While the extent of the improvement in Spotless’ performance might raise some eyebrows its direction shouldn’t because it is consistent with the case Smedley and Farnik tried to make in defending against PEP’s assault.
In essence their argument was that Spotless, until Smedley became chairman in 2007 and remade its board and management, had been operating on a 30-year-old technology platform which dictated that its business units operated as independent silos and prevented Spotless from emulating the integrated services model its offshore peers had demonstrated could be very successful.
Spotless committed to a major SAP IT capital expenditure program -- according to the prospectus the spend on the program over the past three years has been more than $100m -- and argued that once that program was completed and the business was operating under the new integrated model its earnings would rise sharply.
PEP and Dixon have effectively pursued that same strategy but where the old Spotless board was talking about EBITDA of $150m to $160m "within three or four years", Dixon has already delivered above that range and is forecasting the group will generate roughly twice that level next financial year.
One of the first things Spotless did under PEP’s ownership was to do what Spotless had previously been unable to do. Spotless had tried repeatedly to sell its loss-making international coat hanger business, Braiform, but had been unable to attract an offer it was prepared to accept. Dixon, perhaps because PEP wouldn’t have factored any value for Braiform into its bid price, got rid of it within months. He also shut down the small, barely profitable, international business Spotless was trying to establish.
He also cut 790 administrative and management roles -- 50 per cent of the 2011-12 overhead expenses, got rid of 30 per cent of the group’s suppliers to reduce procurement spending, exited loss-making contracts, focused on labour productivity and nearly doubled Spotless’ EBITDA margin.
The organisational structure was, as Smedley and Farnik had planned, shifted from service-specific silos to a customer-centric and "holistic" model under which Spotless can offer a customer its full suite of services.
Smedley would find it ironic that the first illustration of the 'new' Spotless model in the prospectus is the integrated service deal the group struck before the takeover with the South Australian Government under a public-private partnership to be the facilities manager for the new Royal Adelaide Hospital when it opens in 2016.

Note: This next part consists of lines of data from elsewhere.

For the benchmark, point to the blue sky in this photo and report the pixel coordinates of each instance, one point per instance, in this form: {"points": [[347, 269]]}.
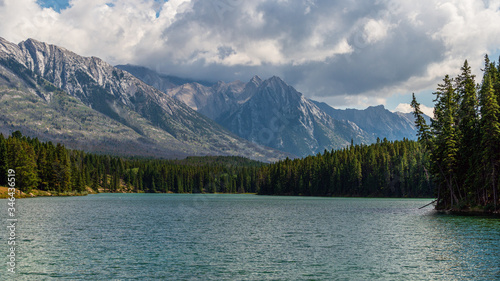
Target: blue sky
{"points": [[346, 53]]}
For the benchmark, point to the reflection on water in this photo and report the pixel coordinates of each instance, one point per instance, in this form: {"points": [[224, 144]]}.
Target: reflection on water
{"points": [[246, 237]]}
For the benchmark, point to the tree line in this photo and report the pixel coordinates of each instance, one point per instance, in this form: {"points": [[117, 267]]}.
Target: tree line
{"points": [[464, 139], [48, 167], [383, 169], [388, 169]]}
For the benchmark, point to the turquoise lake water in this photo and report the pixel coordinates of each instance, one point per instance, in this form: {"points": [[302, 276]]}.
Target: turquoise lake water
{"points": [[246, 237]]}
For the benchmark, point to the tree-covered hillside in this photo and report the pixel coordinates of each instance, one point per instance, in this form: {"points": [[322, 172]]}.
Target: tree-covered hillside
{"points": [[464, 139], [389, 169]]}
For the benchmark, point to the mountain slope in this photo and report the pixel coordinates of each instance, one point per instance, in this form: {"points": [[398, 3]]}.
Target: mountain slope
{"points": [[377, 121], [150, 117], [269, 113], [278, 116]]}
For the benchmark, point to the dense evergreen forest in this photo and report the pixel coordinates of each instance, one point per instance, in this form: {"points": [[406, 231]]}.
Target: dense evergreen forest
{"points": [[49, 167], [389, 169], [383, 169], [464, 139]]}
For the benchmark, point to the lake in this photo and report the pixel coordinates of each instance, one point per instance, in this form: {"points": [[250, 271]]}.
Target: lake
{"points": [[247, 237]]}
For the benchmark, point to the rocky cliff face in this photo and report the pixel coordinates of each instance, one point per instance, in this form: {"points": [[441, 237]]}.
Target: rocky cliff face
{"points": [[278, 116], [153, 115], [377, 121]]}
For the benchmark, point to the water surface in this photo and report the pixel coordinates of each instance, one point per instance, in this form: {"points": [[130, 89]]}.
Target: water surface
{"points": [[248, 237]]}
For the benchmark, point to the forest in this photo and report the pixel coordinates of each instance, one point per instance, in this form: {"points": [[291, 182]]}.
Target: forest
{"points": [[386, 169], [463, 139]]}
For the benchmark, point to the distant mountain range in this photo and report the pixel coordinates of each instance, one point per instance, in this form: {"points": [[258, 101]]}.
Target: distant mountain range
{"points": [[54, 94], [272, 113]]}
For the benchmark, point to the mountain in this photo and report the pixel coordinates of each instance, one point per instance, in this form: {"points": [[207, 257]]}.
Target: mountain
{"points": [[278, 116], [54, 94], [377, 121], [159, 81], [269, 113]]}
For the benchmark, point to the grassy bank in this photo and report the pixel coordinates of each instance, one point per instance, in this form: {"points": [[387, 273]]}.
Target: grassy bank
{"points": [[4, 193]]}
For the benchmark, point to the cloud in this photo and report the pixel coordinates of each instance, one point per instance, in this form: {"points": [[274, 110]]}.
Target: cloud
{"points": [[350, 52]]}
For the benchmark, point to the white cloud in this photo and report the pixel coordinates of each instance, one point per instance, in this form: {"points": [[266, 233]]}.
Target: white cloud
{"points": [[352, 52]]}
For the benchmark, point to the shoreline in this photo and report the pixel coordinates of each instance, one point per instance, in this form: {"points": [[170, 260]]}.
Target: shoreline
{"points": [[39, 193]]}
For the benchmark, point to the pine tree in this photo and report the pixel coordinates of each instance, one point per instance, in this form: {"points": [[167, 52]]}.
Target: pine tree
{"points": [[423, 130], [490, 136], [3, 160]]}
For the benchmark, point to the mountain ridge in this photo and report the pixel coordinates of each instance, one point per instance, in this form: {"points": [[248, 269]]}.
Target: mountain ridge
{"points": [[156, 118]]}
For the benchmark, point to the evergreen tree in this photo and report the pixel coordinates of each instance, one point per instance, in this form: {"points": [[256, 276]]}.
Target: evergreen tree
{"points": [[3, 160], [490, 137]]}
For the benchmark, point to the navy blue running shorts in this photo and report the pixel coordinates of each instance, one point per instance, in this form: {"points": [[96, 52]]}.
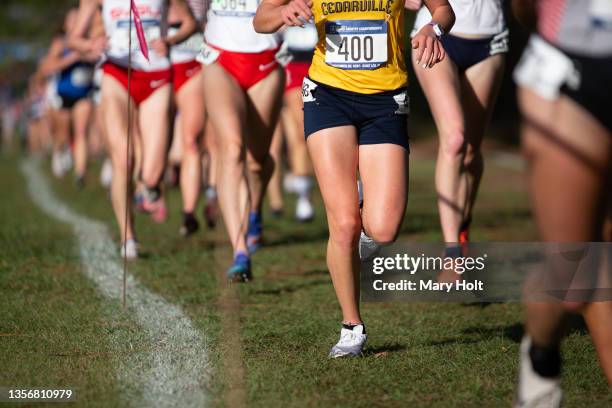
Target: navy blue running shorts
{"points": [[466, 52], [379, 118]]}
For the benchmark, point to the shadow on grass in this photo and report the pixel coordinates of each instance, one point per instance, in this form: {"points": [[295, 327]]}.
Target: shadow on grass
{"points": [[383, 349], [291, 287]]}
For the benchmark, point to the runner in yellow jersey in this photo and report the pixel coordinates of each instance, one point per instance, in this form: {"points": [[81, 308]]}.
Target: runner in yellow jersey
{"points": [[355, 120]]}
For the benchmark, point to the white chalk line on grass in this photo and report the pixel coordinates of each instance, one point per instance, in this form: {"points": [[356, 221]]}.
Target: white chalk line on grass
{"points": [[175, 364]]}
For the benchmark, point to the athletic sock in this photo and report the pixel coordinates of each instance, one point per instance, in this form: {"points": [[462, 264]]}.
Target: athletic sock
{"points": [[241, 258], [546, 361], [302, 185], [211, 193], [153, 193], [350, 326]]}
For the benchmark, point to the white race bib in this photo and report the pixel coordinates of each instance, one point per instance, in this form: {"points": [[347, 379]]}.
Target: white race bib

Dixon had spent nearly two years analysing Spotless, devising his strategy and planning its execution and, it would appear from the prospectus numbers, has implemented it brilliantly. It is doubtful that so much change could be effected as quickly and ruthlessly within a publicly-listed company by conventional managers.
Smedley and Farnik were broadly on the right track -- the other examples of Spotless’ strategy cited in the prospectus were also agreed on their watch -- but it probably needed private equity rather than institutional ownership, and two years away from the public gaze, to do what Dixon and his team have done.